The significance rests in understanding that music heals and nature protects us. One of the gardens is a unique collection of herbs while the other is an exquisite display of bonsais (“bon” means tray-like and “sai” is a small tree). These little trees were also found in the Ramayama (one of India’s greatest epics).
Okay, nice tour, but what does this have to do with September 11th?
Situated in the middle of the herbal garden is a very, very interesting statue. At first glance it looks like a bumpy replica of creepy and weirded-out displaced arms and faces headed in all directions. Drawing closer, however, you can see the entire surface is made up of small heads.
This is known as a Stoopa (pillar)—a terracotta figure in honor of those who have died untimely deaths by accident, natural disaster or suicide. When approaching a stoopa one is expected to offer prayers to the deceased representing the eternal notion of elevation and liberation (moksha) for the soul’s journey toward peace.

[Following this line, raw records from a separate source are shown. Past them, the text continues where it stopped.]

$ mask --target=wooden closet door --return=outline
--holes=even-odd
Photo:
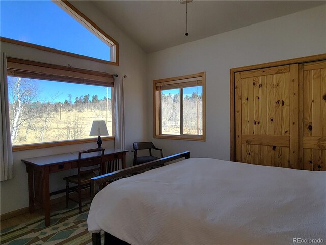
[[[235,74],[236,160],[301,168],[298,65]]]
[[[303,166],[326,166],[326,61],[303,65]]]

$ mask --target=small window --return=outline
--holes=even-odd
[[[205,141],[205,75],[153,81],[155,138]]]
[[[20,146],[26,150],[31,144],[36,148],[51,146],[49,144],[53,142],[62,145],[64,142],[62,144],[85,141],[92,138],[89,133],[93,120],[106,121],[112,138],[112,75],[7,60],[14,150],[21,145],[28,145]]]
[[[118,64],[118,43],[68,1],[2,1],[1,41]]]

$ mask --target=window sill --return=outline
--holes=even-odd
[[[190,140],[195,141],[205,141],[205,136],[200,135],[154,135],[154,138],[156,139],[177,139],[180,140]]]
[[[114,140],[114,136],[102,137],[102,141]],[[70,145],[72,144],[83,144],[85,143],[96,142],[97,138],[91,139],[84,139],[72,140],[65,140],[63,141],[50,142],[49,143],[40,143],[37,144],[23,144],[20,145],[13,145],[13,152],[19,151],[26,151],[28,150],[39,149],[41,148],[47,148],[49,147],[62,146],[64,145]]]

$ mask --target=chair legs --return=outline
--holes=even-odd
[[[68,208],[68,202],[69,200],[69,182],[66,181],[66,207]]]
[[[82,201],[82,190],[84,189],[84,186],[83,186],[83,188],[82,188],[81,185],[79,185],[78,187],[76,186],[75,187],[74,187],[74,188],[76,188],[76,189],[75,189],[74,187],[72,187],[72,188],[73,188],[73,190],[72,190],[72,191],[76,192],[78,193],[78,203],[79,203],[79,213],[82,213],[82,211],[83,203]],[[91,191],[90,189],[91,188],[90,187],[90,193]],[[69,192],[70,192],[71,191],[71,190],[69,189],[69,181],[66,181],[66,208],[68,208],[68,204],[69,200]],[[74,198],[72,200],[74,202],[77,202],[77,200],[75,200]]]
[[[82,213],[82,187],[80,185],[78,186],[78,201],[79,203],[79,213]]]

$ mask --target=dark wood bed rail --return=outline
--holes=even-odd
[[[91,179],[91,197],[92,199],[108,183],[112,182],[120,178],[125,177],[130,175],[137,174],[140,171],[151,170],[154,167],[163,166],[165,163],[183,157],[186,159],[190,158],[190,152],[187,151],[181,152],[152,161],[151,162],[146,162],[142,164],[92,178]],[[92,242],[93,245],[101,244],[100,232],[92,234]]]
[[[130,175],[134,175],[144,170],[150,170],[154,167],[162,166],[165,163],[183,157],[186,159],[190,158],[190,152],[185,151],[177,153],[151,162],[92,178],[91,180],[91,197],[93,199],[93,198],[104,186],[119,178],[125,177]]]

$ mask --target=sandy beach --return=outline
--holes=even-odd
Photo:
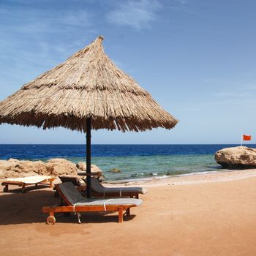
[[[41,208],[59,203],[51,189],[1,192],[0,255],[255,255],[255,170],[136,182],[148,193],[121,224],[101,212],[50,226]]]

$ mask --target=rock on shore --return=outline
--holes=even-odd
[[[0,160],[0,178],[26,177],[34,175],[48,175],[52,176],[78,176],[78,172],[86,170],[84,162],[74,164],[63,158],[53,158],[44,162],[42,161],[23,161],[15,159]],[[102,170],[91,165],[91,171]]]
[[[215,160],[224,168],[255,168],[256,148],[246,146],[223,148],[215,153]]]

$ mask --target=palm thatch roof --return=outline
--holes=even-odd
[[[103,37],[0,102],[0,124],[143,131],[178,121],[106,56]]]

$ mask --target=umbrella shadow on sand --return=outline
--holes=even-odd
[[[42,188],[42,187],[41,187]],[[13,189],[18,190],[18,189]],[[22,193],[0,192],[0,226],[15,224],[45,223],[48,214],[42,212],[42,208],[60,203],[60,197],[55,197],[54,192],[38,189]],[[132,219],[135,215],[125,217],[124,222]],[[56,214],[57,223],[78,224],[78,217],[74,214],[65,216]],[[82,224],[118,222],[116,212],[81,213]]]

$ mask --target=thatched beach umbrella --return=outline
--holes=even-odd
[[[0,124],[63,127],[86,132],[88,197],[91,129],[171,129],[178,121],[106,56],[103,37],[0,102]]]

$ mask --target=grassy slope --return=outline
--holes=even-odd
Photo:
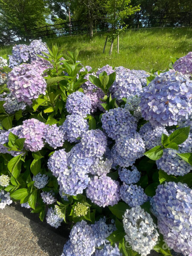
[[[163,70],[170,62],[170,56],[180,57],[192,50],[191,28],[145,29],[129,30],[120,36],[119,54],[116,51],[116,41],[113,50],[109,56],[110,44],[107,45],[105,53],[102,49],[106,35],[98,34],[93,40],[87,35],[59,38],[46,40],[51,47],[57,44],[64,49],[80,49],[79,59],[92,67],[107,64],[123,66],[130,69]],[[10,54],[12,47],[0,49],[0,56]]]

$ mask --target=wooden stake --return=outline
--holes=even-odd
[[[107,44],[107,42],[108,41],[108,35],[107,35],[107,37],[106,38],[105,42],[105,45],[104,45],[104,47],[103,47],[103,53],[105,53],[105,49],[106,45]]]
[[[113,38],[113,39],[112,40],[112,41],[111,41],[111,44],[110,50],[109,51],[109,55],[111,55],[111,54],[112,53],[112,52],[113,50],[113,42],[114,42],[114,39]]]
[[[117,36],[117,53],[119,53],[119,36],[118,35]]]

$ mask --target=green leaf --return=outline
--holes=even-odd
[[[179,145],[186,140],[189,133],[190,126],[180,128],[175,131],[169,136],[169,139],[171,143],[176,143]]]
[[[20,110],[19,110],[19,111],[17,111],[16,112],[15,112],[15,116],[17,121],[18,121],[20,119],[20,118],[23,117],[22,110],[20,109]]]
[[[34,190],[29,196],[28,199],[29,204],[33,209],[35,209],[35,204],[37,201],[37,190]]]
[[[96,121],[92,116],[89,117],[89,130],[95,130],[96,128]]]
[[[161,146],[156,146],[144,153],[144,155],[152,160],[158,160],[161,157],[163,151]]]
[[[157,182],[151,183],[145,189],[145,193],[148,196],[153,196],[155,195],[155,190],[158,185],[159,183]]]
[[[33,175],[37,175],[41,171],[41,161],[40,159],[34,159],[30,167],[31,172]]]
[[[190,165],[192,166],[192,153],[177,153],[177,154]]]
[[[28,195],[29,193],[26,189],[20,189],[12,193],[11,197],[18,200],[26,198]]]
[[[122,218],[126,210],[129,209],[128,205],[123,202],[119,202],[113,206],[109,206],[108,207],[111,212],[120,219]]]
[[[13,119],[13,116],[9,116],[4,118],[2,120],[2,125],[6,130],[12,128],[12,121]]]
[[[59,82],[59,81],[64,80],[65,79],[65,78],[62,76],[55,76],[55,77],[52,77],[47,80],[47,87],[51,86],[51,85],[56,84],[56,83]]]

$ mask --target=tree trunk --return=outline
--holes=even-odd
[[[113,50],[113,46],[114,39],[113,38],[111,44],[110,50],[109,51],[109,55],[111,55]]]
[[[107,44],[107,42],[108,41],[108,35],[107,35],[106,38],[105,42],[105,45],[104,45],[104,47],[103,47],[103,53],[105,53],[105,47],[106,47],[106,45]]]

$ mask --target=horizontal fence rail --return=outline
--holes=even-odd
[[[130,29],[155,27],[191,26],[192,12],[165,13],[140,13],[137,12],[124,20],[124,25]],[[110,32],[111,24],[106,18],[97,18],[93,22],[93,32]],[[47,25],[31,29],[24,36],[5,35],[0,38],[0,46],[19,43],[23,40],[55,38],[87,34],[89,32],[88,20],[72,20],[70,22]]]

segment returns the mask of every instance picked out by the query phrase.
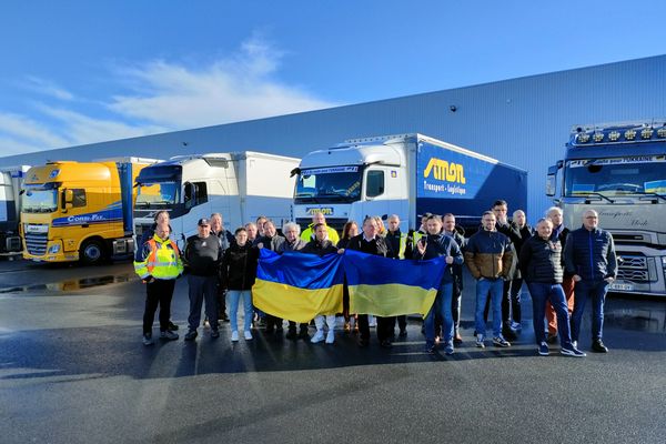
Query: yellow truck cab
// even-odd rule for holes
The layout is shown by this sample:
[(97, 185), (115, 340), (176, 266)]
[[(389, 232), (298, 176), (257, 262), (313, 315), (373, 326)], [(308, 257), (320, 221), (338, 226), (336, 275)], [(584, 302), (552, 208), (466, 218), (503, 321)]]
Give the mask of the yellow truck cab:
[(131, 255), (133, 182), (150, 163), (123, 158), (31, 168), (21, 191), (23, 258), (98, 263)]

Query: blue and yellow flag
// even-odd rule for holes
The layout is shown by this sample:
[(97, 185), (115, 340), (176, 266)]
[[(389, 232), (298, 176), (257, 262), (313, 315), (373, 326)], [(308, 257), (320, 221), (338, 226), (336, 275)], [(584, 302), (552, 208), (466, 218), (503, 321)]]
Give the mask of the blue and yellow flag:
[(446, 262), (398, 261), (353, 250), (344, 252), (350, 313), (397, 316), (427, 315), (437, 295)]
[(279, 255), (262, 249), (252, 287), (254, 306), (295, 322), (310, 322), (319, 314), (342, 313), (342, 254)]

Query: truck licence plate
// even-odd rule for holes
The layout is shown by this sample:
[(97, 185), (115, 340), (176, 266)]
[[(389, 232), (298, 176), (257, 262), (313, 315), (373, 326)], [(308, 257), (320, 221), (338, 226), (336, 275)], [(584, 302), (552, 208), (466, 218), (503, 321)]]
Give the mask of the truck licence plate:
[(634, 285), (632, 284), (620, 284), (620, 283), (612, 283), (608, 285), (608, 290), (613, 291), (634, 291)]

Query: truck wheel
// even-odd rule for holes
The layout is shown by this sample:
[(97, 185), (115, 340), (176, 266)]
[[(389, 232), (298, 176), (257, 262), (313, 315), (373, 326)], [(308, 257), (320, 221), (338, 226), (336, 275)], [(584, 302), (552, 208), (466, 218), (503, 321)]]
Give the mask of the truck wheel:
[(84, 264), (98, 264), (102, 262), (102, 259), (104, 258), (104, 248), (102, 246), (102, 243), (100, 241), (97, 241), (94, 239), (85, 241), (81, 246), (79, 258)]

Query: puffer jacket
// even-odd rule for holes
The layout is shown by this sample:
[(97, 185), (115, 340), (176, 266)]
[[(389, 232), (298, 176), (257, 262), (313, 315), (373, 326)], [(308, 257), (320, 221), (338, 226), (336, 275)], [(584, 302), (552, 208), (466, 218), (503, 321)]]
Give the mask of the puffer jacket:
[(564, 248), (564, 261), (569, 274), (586, 281), (617, 278), (617, 256), (613, 235), (602, 229), (585, 226), (569, 233)]
[(518, 264), (527, 282), (561, 284), (564, 275), (562, 244), (558, 240), (544, 240), (535, 234), (523, 244)]
[[(412, 253), (414, 259), (418, 260), (428, 260), (435, 259), (440, 256), (452, 256), (453, 264), (452, 265), (462, 265), (464, 262), (463, 253), (461, 252), (461, 248), (453, 240), (453, 238), (447, 236), (444, 233), (438, 234), (428, 234), (426, 238), (425, 252), (421, 254), (418, 249), (414, 249)], [(446, 265), (444, 270), (444, 276), (442, 278), (443, 283), (453, 282), (453, 266)]]
[(465, 263), (474, 279), (508, 279), (515, 261), (509, 239), (496, 231), (477, 231), (465, 246)]

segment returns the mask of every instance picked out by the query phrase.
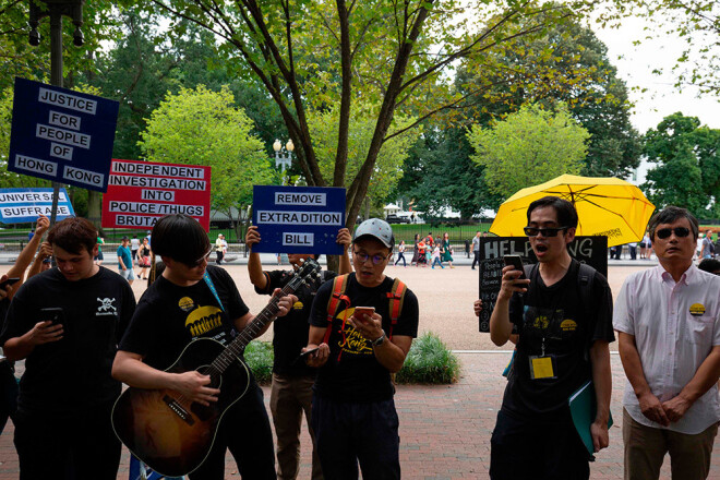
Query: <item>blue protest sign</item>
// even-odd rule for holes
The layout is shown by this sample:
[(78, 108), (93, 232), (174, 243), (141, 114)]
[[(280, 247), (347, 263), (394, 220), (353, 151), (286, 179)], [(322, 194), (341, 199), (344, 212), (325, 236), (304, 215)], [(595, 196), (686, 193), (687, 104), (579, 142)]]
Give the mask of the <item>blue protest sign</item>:
[[(52, 213), (52, 189), (0, 189), (0, 221), (3, 224), (27, 224), (38, 215), (50, 218)], [(65, 189), (58, 196), (58, 220), (72, 217), (75, 212)]]
[(15, 77), (8, 170), (105, 192), (119, 104)]
[(255, 185), (252, 221), (262, 238), (253, 252), (339, 255), (345, 189)]

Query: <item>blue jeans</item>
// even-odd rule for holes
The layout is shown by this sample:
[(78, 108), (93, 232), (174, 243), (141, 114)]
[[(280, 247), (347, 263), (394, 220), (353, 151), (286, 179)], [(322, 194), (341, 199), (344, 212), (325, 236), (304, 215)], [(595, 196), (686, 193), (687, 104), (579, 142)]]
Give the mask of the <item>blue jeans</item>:
[(326, 479), (357, 479), (358, 461), (364, 479), (399, 479), (398, 425), (392, 398), (359, 404), (312, 397), (315, 448)]

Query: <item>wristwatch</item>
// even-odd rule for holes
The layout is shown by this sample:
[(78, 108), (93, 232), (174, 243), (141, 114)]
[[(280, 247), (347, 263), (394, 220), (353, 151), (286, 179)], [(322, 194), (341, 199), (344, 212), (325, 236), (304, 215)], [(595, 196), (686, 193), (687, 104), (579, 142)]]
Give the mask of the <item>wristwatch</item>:
[(385, 339), (387, 337), (385, 336), (385, 331), (382, 331), (382, 332), (383, 332), (383, 334), (380, 336), (380, 338), (377, 338), (376, 340), (373, 340), (373, 343), (372, 343), (373, 347), (380, 347), (381, 345), (383, 345), (385, 343)]

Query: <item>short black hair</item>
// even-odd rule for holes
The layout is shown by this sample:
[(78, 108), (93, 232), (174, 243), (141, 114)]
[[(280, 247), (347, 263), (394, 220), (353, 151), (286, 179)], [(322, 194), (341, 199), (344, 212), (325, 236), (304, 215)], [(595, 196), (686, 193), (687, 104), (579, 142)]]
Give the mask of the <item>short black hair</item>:
[(185, 214), (166, 215), (153, 227), (153, 252), (192, 265), (211, 251), (205, 229)]
[(720, 260), (716, 259), (705, 259), (697, 266), (703, 272), (709, 272), (711, 274), (720, 271)]
[(577, 228), (577, 211), (575, 205), (560, 196), (543, 196), (528, 206), (528, 224), (530, 224), (530, 214), (536, 208), (551, 206), (557, 214), (557, 223), (561, 227)]
[(75, 255), (87, 250), (93, 253), (97, 244), (97, 228), (87, 219), (68, 217), (58, 221), (48, 232), (48, 242)]
[(695, 237), (695, 240), (697, 240), (697, 237), (700, 233), (700, 225), (697, 223), (697, 218), (695, 218), (693, 214), (687, 211), (687, 208), (674, 205), (669, 205), (657, 214), (652, 215), (652, 218), (650, 218), (650, 223), (648, 224), (648, 230), (650, 230), (650, 240), (655, 242), (655, 230), (658, 228), (658, 225), (672, 224), (679, 218), (687, 218), (687, 221), (691, 224), (691, 231), (693, 232), (693, 237)]

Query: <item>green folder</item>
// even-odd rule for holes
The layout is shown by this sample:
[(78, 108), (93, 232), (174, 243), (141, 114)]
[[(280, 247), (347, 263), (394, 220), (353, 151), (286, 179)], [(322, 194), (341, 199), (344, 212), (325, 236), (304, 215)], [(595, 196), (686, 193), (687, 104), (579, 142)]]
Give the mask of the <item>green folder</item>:
[[(588, 453), (593, 455), (595, 446), (592, 445), (592, 436), (590, 435), (590, 424), (595, 421), (597, 405), (592, 381), (588, 381), (577, 392), (571, 395), (568, 404), (575, 430), (580, 435)], [(608, 429), (610, 429), (612, 427), (612, 413), (608, 413)]]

On the bottom of the pillar is a plate that reads:
“This is a yoga conception.”
This is the higher Yoga; the ultimate purpose for practice in order to relieve suffering, obtain liberation and break the karmic cycle of death, and rebirth.
Given the meaning of September 11th, which will be forever immortalized, this pillar is full of important reverence.
Loka Samastaha Sukhino Bhavantu ~ May all beings (living and non-living) be well and peaceful.